AZ: Il a fait The Fountain en BD.
NH: Oui, The Fountain c’est un peu le même principe si on veut. Il voulait faire le film, il a fait la BD en même temps, finalement les deux se sont fait en même temps. Et nous, ça sera probablement ce qu’on va faire parce que il sont déjà en pré-production. Il y a déjà un studio qui est impliqué. Il reste qu’à choisir les acteurs et mettre en branle le truc. Bon, il peut s’écouler quelques mois, voire quelques années avant qu’on ait un film fini, mais je sais que ça commence très sérieusement, le film. Donc peut-être que Noé sortira au complet avant le film, si ça se trouve même pendant, peut-être le dernier tome sortira même après le film lui même. On verra. C’est deux projets, dans le fond, qui vont se faire en parallèle.

AZ: Quelle est votre méthode de travail à tous les 3 pour réaliser un tome ?
NH: Comment je pourrais dire… C’est pas un script de bande dessinée en tant que tel. Bien que Darren soit un fan de BD, ce n’est pas un scénariste de BD, c’est pas son métier. Donc lui, il a écrit un script qui ressemble plus à un screenplay, à quelque chose qu’on pourrait mettre en scène au cinéma ou à la télévision par exemple. Mais même ça, ça a été réadapté pour faire le film. Donc c’est vraiment comme une structure de base, avec tous les péripéties, les dialogues quand même. Et c’est au dessinateur, en l’occurrence moi, de remettre en ordre et d’adapter le scénario à une forme BD. Donc il y a un petit travail d’adaptation quand même, bien que narrativement, ça se tient très bien et qu’on respecte assez bien la ligne directrice. Mais bon, il y a des éléments qui sautent un peu, il y a des choses qui sont difficiles à gérer en BD, comme le temps qui passe, par exemple. Une bande dessinée ça se lit très très vit quand il y a des cases muettes les unes après les autres, donc pour donner une impression de temps qui passe… Il y a des choses qui sont un peu plus compliquées à gérer en bande dessinée alors on se sert des trucs propres à la BD pour pouvoir arriver à nos fins.

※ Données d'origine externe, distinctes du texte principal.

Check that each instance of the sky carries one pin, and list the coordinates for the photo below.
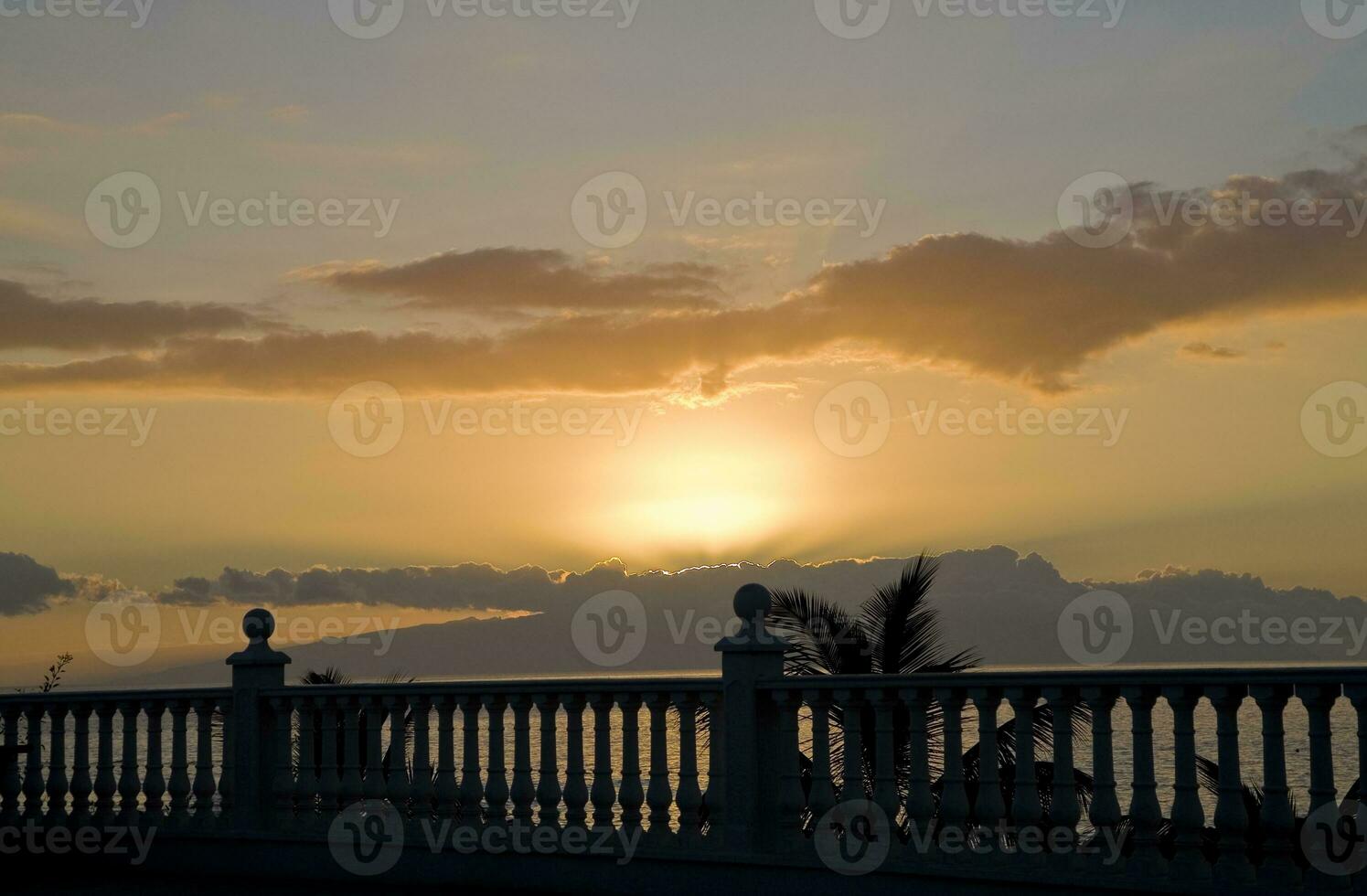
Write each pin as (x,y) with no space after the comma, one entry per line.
(678,283)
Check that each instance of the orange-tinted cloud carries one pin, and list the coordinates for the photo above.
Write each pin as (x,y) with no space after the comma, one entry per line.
(499,280)
(33,321)
(1025,312)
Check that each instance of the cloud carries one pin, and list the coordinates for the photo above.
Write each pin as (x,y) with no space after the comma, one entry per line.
(1212,353)
(494,280)
(1023,594)
(27,586)
(33,321)
(1025,312)
(289,112)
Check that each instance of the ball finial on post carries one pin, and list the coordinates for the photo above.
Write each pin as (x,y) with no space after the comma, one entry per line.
(752,604)
(259,624)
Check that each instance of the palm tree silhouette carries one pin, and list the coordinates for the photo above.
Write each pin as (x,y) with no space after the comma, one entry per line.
(897,631)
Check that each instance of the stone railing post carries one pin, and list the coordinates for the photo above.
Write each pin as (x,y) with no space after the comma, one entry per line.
(253,724)
(751,750)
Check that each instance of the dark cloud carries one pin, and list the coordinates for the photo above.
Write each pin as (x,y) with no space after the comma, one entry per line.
(27,586)
(1212,353)
(1025,312)
(33,321)
(500,280)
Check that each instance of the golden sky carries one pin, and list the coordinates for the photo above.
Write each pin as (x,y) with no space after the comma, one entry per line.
(850,312)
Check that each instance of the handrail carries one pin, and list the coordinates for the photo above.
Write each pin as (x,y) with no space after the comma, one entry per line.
(1080,677)
(113,697)
(508,686)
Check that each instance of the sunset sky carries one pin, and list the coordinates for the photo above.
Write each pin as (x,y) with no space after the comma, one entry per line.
(687,375)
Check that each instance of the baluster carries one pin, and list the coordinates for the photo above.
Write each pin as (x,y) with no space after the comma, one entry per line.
(1232,868)
(330,777)
(395,766)
(920,802)
(1063,812)
(715,795)
(603,793)
(852,723)
(129,783)
(1025,809)
(630,795)
(955,794)
(155,783)
(58,783)
(689,798)
(472,788)
(885,769)
(1145,812)
(372,787)
(1105,810)
(790,801)
(422,788)
(1358,696)
(105,785)
(224,713)
(10,782)
(823,788)
(282,785)
(353,736)
(203,785)
(659,796)
(524,791)
(1319,701)
(1276,817)
(179,784)
(990,806)
(1188,815)
(549,783)
(306,784)
(497,787)
(80,783)
(576,784)
(33,783)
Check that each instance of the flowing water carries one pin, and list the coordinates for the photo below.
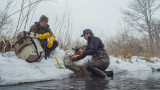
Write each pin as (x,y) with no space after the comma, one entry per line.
(136,80)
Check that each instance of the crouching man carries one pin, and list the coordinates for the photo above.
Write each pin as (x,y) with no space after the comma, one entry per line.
(95,47)
(42,28)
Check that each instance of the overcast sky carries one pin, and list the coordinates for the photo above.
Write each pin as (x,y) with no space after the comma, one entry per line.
(102,16)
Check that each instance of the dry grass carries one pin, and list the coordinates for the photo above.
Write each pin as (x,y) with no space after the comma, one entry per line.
(128,46)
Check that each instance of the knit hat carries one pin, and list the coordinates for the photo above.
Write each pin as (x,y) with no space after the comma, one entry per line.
(86,31)
(43,18)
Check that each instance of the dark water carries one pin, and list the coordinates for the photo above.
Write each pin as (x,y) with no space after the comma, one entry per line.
(135,80)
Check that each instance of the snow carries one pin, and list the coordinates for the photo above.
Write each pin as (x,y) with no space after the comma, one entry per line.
(14,70)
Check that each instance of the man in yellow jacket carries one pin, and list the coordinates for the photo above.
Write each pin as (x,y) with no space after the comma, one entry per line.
(42,28)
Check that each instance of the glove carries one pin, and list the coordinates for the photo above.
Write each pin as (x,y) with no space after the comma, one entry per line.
(72,58)
(44,36)
(80,52)
(50,42)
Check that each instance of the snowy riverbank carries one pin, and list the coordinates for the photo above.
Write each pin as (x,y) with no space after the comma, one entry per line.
(14,70)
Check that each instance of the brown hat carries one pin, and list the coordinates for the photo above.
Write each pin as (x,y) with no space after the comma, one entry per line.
(43,18)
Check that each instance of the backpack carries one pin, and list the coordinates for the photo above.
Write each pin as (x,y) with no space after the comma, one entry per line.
(26,45)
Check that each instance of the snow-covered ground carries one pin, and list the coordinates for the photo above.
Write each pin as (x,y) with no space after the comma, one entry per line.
(14,70)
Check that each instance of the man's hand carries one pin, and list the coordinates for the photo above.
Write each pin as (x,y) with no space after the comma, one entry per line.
(44,36)
(80,52)
(50,42)
(72,58)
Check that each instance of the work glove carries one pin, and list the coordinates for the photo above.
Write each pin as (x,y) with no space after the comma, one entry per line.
(51,40)
(80,52)
(44,36)
(72,58)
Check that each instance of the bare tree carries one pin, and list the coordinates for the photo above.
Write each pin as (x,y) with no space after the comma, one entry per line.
(140,15)
(5,24)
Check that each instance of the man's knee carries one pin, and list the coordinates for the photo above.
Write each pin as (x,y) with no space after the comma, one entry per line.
(55,43)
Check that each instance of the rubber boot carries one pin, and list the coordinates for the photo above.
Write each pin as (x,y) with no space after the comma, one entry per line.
(96,72)
(109,73)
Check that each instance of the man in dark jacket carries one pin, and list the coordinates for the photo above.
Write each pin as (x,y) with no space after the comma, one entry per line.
(95,47)
(42,28)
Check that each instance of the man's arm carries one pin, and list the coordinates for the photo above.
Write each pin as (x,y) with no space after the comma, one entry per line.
(93,47)
(33,28)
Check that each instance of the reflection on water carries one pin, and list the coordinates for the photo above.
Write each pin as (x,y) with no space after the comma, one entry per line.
(135,80)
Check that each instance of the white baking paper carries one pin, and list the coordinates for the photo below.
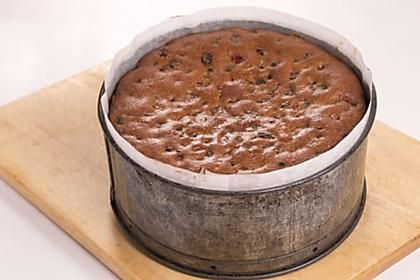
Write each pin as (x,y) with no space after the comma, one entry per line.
(213,19)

AZ: Est-ce que Darren Aronofsky te laisse une totale liberté sur tes cadres, ton découpage ? Comme c’est un réalisateur assez perfectionniste…
NH: Oui, mais ça, ça n’a pas changé. Il est très perfectionniste sur tous ses projets, même la BD. C’est vrai qu’il veut tout voir, tout approuver, il veut être sûr que ça fonctionne exactement selon l’intention que lui avait dans son scénario. Mais bon, on s’entend bien depuis le début. Et puis chaque fois qu’il a de nouvelles idées, ou des choses à amener, moi je trouve toujours que ça rends service au récit. Donc c’est facile de travailler avec lui, je suis généralement toujours d’accord avec ce qu’il propose. Mais, en effet, c’est pas le scénariste qui te donne le script et qui veut voir l’album fini. Là, il veut suivre toute les étapes, tout le processus, il veut adapter les dialogues en fonction des images que je fais… Il y a tout un travail de collaboration qui est exigeant mais qui est créativement stimulant donc c’est très agréable.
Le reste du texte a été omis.